Academic Team of Musculoskeletal Surgery, University Hospitals of Leicester, Gwendolen Road, Leicester LE5 4PW, UK.
Nuffield Orthopaedic Centre, Windmill road, Oxford OX3 7HE, UK.
Bone. 2019 Apr;121:1-8. doi: 10.1016/j.bone.2018.12.018. Epub 2018 Dec 29.
Social deprivation has been shown to be associated with increased incidence of many types of fracture but the causes for this have not been established. The aim of this study was to establish if distal radius fracture was associated with deprivation and investigate reasons for this.
Data was reviewed of 4463 adult patients who attended our Emergency Department over a four year period. The Index of Multiple Deprivation was used to measure deprivation for each patient. Modelling techniques were used to investigate the relationship between fracture rate and deprivation, gender, ethnicity and age.

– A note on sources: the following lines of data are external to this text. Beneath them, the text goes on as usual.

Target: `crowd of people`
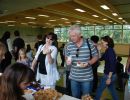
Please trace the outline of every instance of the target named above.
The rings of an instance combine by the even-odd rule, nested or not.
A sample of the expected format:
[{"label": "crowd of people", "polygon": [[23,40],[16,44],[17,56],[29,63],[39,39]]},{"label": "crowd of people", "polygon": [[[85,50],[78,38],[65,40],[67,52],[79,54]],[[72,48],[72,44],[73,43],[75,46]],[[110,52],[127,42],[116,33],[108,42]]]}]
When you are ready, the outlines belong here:
[{"label": "crowd of people", "polygon": [[[7,31],[0,39],[0,100],[25,100],[23,90],[33,81],[40,82],[44,89],[56,88],[60,79],[58,72],[58,51],[61,56],[61,67],[66,69],[66,91],[68,95],[81,98],[83,95],[94,96],[100,100],[107,87],[113,100],[119,100],[117,90],[125,90],[124,99],[128,100],[130,91],[130,56],[125,71],[122,58],[114,51],[114,41],[109,36],[91,38],[82,36],[80,26],[72,25],[68,30],[69,42],[58,48],[57,35],[53,32],[38,35],[35,43],[36,54],[30,44],[25,47],[24,39],[19,31],[14,32],[15,39],[11,42]],[[101,49],[104,50],[101,53]],[[15,63],[11,64],[12,58]],[[99,81],[98,66],[104,60],[104,73]],[[126,72],[124,74],[124,72]],[[128,82],[124,81],[124,76]],[[116,78],[118,87],[115,87]],[[125,87],[126,84],[126,87]]]}]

Distal radius fracture rate was higher for patients in more deprived quintiles. Mean age in the most deprived two quintiles was 54.4 years compared to 60.1 years in the least deprived three quintiles. Modelling showed important differences between ethnic groups. Deprivation was an independent risk factor for distal radius fracture only in white patients. Deprived white women had a lower second metacarpal cortical index than women of other ethnicities suggesting increased bone fragility. Being male is a risk factor for fracture when deprivation, ethnicity and age are taken into account. Incidence rate ratio of the least deprived quintile compared to the most deprived was 0.33 (95% CI: 0.30-0.37) for white men and 0.47 (95% CI: 0.44-0.49) for white women.

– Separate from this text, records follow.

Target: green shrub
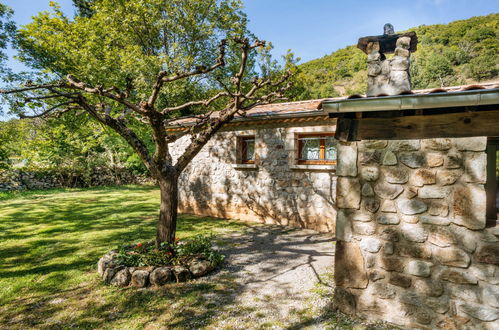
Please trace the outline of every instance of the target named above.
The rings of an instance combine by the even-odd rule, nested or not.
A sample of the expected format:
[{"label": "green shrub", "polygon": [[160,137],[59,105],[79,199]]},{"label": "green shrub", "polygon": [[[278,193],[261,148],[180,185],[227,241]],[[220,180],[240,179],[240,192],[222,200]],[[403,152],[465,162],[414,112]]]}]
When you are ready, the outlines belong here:
[{"label": "green shrub", "polygon": [[196,235],[175,244],[162,243],[159,248],[154,242],[123,245],[118,248],[118,264],[129,267],[171,266],[187,264],[194,258],[208,260],[217,266],[224,256],[213,249],[213,236]]}]

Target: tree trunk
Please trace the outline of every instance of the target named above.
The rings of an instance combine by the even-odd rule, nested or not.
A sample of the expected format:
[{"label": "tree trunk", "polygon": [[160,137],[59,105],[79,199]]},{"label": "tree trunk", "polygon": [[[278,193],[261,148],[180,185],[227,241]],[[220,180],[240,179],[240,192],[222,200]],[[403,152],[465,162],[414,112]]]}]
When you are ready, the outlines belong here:
[{"label": "tree trunk", "polygon": [[178,180],[175,173],[169,173],[159,181],[161,204],[159,208],[156,246],[163,242],[174,243],[177,230]]}]

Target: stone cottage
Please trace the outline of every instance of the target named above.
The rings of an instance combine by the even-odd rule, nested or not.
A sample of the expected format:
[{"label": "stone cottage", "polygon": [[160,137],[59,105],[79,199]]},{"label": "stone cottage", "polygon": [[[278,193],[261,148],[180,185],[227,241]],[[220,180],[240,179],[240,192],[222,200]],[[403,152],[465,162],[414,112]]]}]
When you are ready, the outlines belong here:
[{"label": "stone cottage", "polygon": [[345,313],[498,329],[499,83],[413,91],[416,46],[412,32],[361,38],[366,97],[226,125],[179,180],[180,211],[335,233]]}]

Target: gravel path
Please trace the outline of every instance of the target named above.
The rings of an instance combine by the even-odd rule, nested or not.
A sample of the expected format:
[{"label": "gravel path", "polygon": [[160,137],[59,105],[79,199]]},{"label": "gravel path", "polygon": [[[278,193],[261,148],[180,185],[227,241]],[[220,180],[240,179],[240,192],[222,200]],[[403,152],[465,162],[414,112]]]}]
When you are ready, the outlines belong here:
[{"label": "gravel path", "polygon": [[[209,328],[325,328],[331,312],[334,239],[280,226],[250,226],[224,238],[227,264],[210,281],[234,289]],[[211,297],[210,297],[211,295]],[[205,298],[216,299],[216,294]],[[329,308],[328,308],[329,306]]]}]

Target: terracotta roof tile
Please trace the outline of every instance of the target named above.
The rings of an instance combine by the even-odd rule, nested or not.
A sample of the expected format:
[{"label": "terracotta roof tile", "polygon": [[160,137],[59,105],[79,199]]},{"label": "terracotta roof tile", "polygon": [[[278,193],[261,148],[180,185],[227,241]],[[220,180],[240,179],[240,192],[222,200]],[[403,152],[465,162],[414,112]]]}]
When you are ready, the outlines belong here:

Effective interventions exist to prevent further fragility fracture and this work allows geographical areas at risk to be identified. Presentation with a distal radius fracture provides an opportunity to implement interventions. In the current economic climate resources are scarce and must be used prudently. Resources should be targeted to those at risk patients from deprived areas and preventative strategies put in place.
社会贫困与多种类型骨折的发生率增加有关,但尚未确定其原因。本研究旨在确定桡骨远端骨折是否与贫困有关,并探讨其原因。

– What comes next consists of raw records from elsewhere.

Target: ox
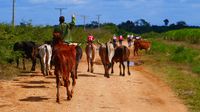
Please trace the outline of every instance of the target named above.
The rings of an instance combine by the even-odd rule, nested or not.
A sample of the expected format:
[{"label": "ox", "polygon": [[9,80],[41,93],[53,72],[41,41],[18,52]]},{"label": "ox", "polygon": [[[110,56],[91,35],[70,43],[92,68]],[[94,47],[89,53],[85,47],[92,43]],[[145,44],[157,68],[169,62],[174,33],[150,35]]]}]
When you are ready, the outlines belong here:
[{"label": "ox", "polygon": [[91,43],[88,42],[88,44],[86,45],[85,48],[85,52],[87,55],[87,63],[88,63],[88,72],[90,71],[91,73],[93,73],[93,63],[95,60],[95,54],[96,54],[96,46]]},{"label": "ox", "polygon": [[[32,42],[32,41],[16,42],[14,44],[13,50],[22,52],[23,70],[26,70],[25,58],[26,59],[30,58],[32,60],[31,71],[35,71],[36,55],[37,55],[37,46],[36,46],[35,42]],[[17,56],[16,61],[17,61],[17,68],[18,68],[19,67],[19,56]]]},{"label": "ox", "polygon": [[52,56],[52,47],[48,44],[43,44],[38,47],[39,57],[40,57],[40,64],[41,64],[41,71],[44,76],[51,74],[50,72],[50,63],[51,63],[51,56]]},{"label": "ox", "polygon": [[142,50],[144,49],[147,53],[147,51],[149,51],[151,48],[151,42],[147,41],[147,40],[143,40],[143,39],[136,39],[134,41],[134,56],[138,55],[138,50]]},{"label": "ox", "polygon": [[[118,46],[117,48],[115,48],[115,54],[112,58],[112,71],[113,72],[113,66],[114,66],[114,62],[119,62],[119,68],[120,68],[120,75],[125,76],[125,65],[124,65],[124,61],[127,61],[127,67],[128,67],[128,74],[131,75],[130,70],[129,70],[129,56],[130,56],[130,50],[122,45],[122,46]],[[123,66],[123,74],[121,71],[121,65]]]},{"label": "ox", "polygon": [[111,42],[107,42],[105,44],[101,44],[101,43],[99,44],[100,44],[99,56],[101,57],[101,62],[105,70],[104,76],[109,78],[110,77],[109,70],[111,67],[111,61],[112,61],[112,57],[114,56],[115,49],[114,49],[113,43]]},{"label": "ox", "polygon": [[[55,75],[56,75],[56,85],[57,85],[57,102],[60,102],[59,99],[59,86],[60,79],[59,75],[62,76],[64,81],[64,86],[67,91],[67,99],[71,100],[72,95],[74,93],[74,87],[76,84],[76,46],[67,45],[61,39],[61,33],[54,32],[53,33],[53,60],[55,64]],[[70,85],[70,73],[72,78],[72,89],[69,90]]]}]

回顾了 4463 名在四年期间到我院急诊科就诊的成年患者的数据。使用多因素剥夺指数来衡量每个患者的贫困程度。采用建模技术调查骨折发生率与贫困程度、性别、种族和年龄之间的关系。
桡骨远端骨折发生率在贫困程度较高的五分位组更高。最贫困的两个五分位组的平均年龄为 54.4 岁,而最不贫困的三个五分位组的平均年龄为 60.1 岁。模型显示了不同种族之间的重要差异。贫困仅在白人患者中是桡骨远端骨折的独立危险因素。贫困白人女性的第二掌骨皮质指数低于其他族裔女性,提示骨脆性增加。在考虑贫困程度、种族和年龄的情况下,男性是骨折的危险因素。与最贫困五分位组相比,最不贫困五分位组白人男性的发病率比为 0.33(95%CI:0.30-0.37),白人女性为 0.47(95%CI:0.44-0.49)。
存在有效的干预措施来预防进一步的脆性骨折,这项工作可以确定处于危险中的地理区域。桡骨远端骨折的出现为实施干预措施提供了机会。在当前的经济环境下,资源稀缺,必须谨慎使用。应将资源针对来自贫困地区的高危患者,并制定预防策略。